The days of cathode ray tubes may be far in the past, but you probably remember what happened when you placed a powerful magnet next to an old television or computer monitor: electrons shooting towards the back of the screen. screen going off course and resulting in distorted colors. To avoid this, those devices contained degaussing coils - components designed to reduce or eliminate undesirable magnetic fields.

This process is also used to render data on retired hard drives and other magnetic media irrecoverable. A modern degausser, like the Ontrack Eraser Degausser 3.0 , is basically a giant box that generates a powerful magnetic field, causing the existing magnetic domains in the magnetic medium to fall into disarray. This is usually extremely reliable, but there could be a problem in that state-of-the-art hard drives are denser than their ancestors and therefore require more magnetic force to be fully degaussed. But the current generation of degaussers should still be fit for use for quite some time.

Unfortunately, degaussing has a couple of drawbacks. For starters, it is effective on magnetic media, but only on magnetic media. One degausser may be enough to clean a 100-terabyte hard drive, but inserting a flash storage device into it will come out of the process unscathed.

Second, degaussed hard drives cannot be reused, so it is not an ideal solution for companies looking to recycle or sell their hardware.

Method 3: Physical Destruction

Finally, physical destruction of the media is an option, although, as discussed above, it is not as foolproof as it sounds. As Kroll On track has shown on YouTube, a hard drive can suffer significant damage before the data on it becomes irretrievable. In fact, even if the interior turntables were smashed, it is theoretically possible that someone could put the pieces together and retrieve the contents.

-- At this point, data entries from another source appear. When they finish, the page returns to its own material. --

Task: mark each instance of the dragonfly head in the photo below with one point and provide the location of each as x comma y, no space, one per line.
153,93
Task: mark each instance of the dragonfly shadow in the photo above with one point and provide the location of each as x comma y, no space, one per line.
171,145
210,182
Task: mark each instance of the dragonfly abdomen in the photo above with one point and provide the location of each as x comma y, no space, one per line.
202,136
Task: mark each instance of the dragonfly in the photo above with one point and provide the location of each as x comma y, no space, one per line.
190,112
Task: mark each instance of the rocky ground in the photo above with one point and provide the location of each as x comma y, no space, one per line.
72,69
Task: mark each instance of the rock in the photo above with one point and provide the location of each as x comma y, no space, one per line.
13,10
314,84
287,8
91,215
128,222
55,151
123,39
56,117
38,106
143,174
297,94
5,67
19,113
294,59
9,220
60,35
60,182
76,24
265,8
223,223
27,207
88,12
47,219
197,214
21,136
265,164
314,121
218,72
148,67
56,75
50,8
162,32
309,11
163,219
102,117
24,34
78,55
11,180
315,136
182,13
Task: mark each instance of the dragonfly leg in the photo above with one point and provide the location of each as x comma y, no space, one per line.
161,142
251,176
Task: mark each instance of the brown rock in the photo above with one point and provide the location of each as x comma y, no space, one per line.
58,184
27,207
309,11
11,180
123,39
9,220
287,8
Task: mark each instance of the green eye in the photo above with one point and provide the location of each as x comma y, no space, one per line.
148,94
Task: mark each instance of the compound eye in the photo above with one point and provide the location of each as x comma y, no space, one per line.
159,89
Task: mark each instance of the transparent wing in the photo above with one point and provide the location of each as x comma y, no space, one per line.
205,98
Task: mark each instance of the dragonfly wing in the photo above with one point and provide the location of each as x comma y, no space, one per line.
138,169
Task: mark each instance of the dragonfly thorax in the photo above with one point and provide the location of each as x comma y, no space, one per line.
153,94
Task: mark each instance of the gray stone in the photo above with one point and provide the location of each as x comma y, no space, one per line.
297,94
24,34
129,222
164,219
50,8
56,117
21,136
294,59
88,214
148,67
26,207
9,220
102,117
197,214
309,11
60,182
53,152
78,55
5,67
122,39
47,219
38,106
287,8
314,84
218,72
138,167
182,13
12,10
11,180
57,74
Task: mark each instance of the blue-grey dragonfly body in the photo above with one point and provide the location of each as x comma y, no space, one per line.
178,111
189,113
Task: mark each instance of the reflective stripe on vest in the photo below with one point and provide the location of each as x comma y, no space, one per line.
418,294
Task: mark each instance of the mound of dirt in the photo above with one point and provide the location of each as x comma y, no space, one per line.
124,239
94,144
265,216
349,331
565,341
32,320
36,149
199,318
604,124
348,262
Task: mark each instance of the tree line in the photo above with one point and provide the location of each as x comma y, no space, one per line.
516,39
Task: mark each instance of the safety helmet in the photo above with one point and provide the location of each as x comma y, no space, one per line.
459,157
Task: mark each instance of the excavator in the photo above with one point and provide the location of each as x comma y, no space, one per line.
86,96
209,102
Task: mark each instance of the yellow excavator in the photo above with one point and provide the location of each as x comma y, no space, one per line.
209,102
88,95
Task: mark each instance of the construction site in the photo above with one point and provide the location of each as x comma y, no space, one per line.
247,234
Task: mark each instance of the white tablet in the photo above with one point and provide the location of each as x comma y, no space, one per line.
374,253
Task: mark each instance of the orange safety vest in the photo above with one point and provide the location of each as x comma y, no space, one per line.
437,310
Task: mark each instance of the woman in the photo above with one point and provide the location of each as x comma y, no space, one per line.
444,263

In reality, simply breaking a hard drive into two pieces is not a suitable technique to permanently erase data at the end of its useful life. If a business goes down the path of physical destruction, it must ensure that the media is smashed into as many pieces as possible - most professionals recommend using a special hard drive shredder.

For devices that use flash memory, the process is a bit different. If the memory chip itself is destroyed, the data cannot be recovered. But if they survive, they can be transplanted onto another printed circuit with a new controller chip and the information can be accessed without great difficulty.

Bottom line: it's easy to assume that physical destruction of media is a guaranteed way to safely erase data, but that's not always the case. Getting it right is often as slow a process as any other method and requires no less rigor.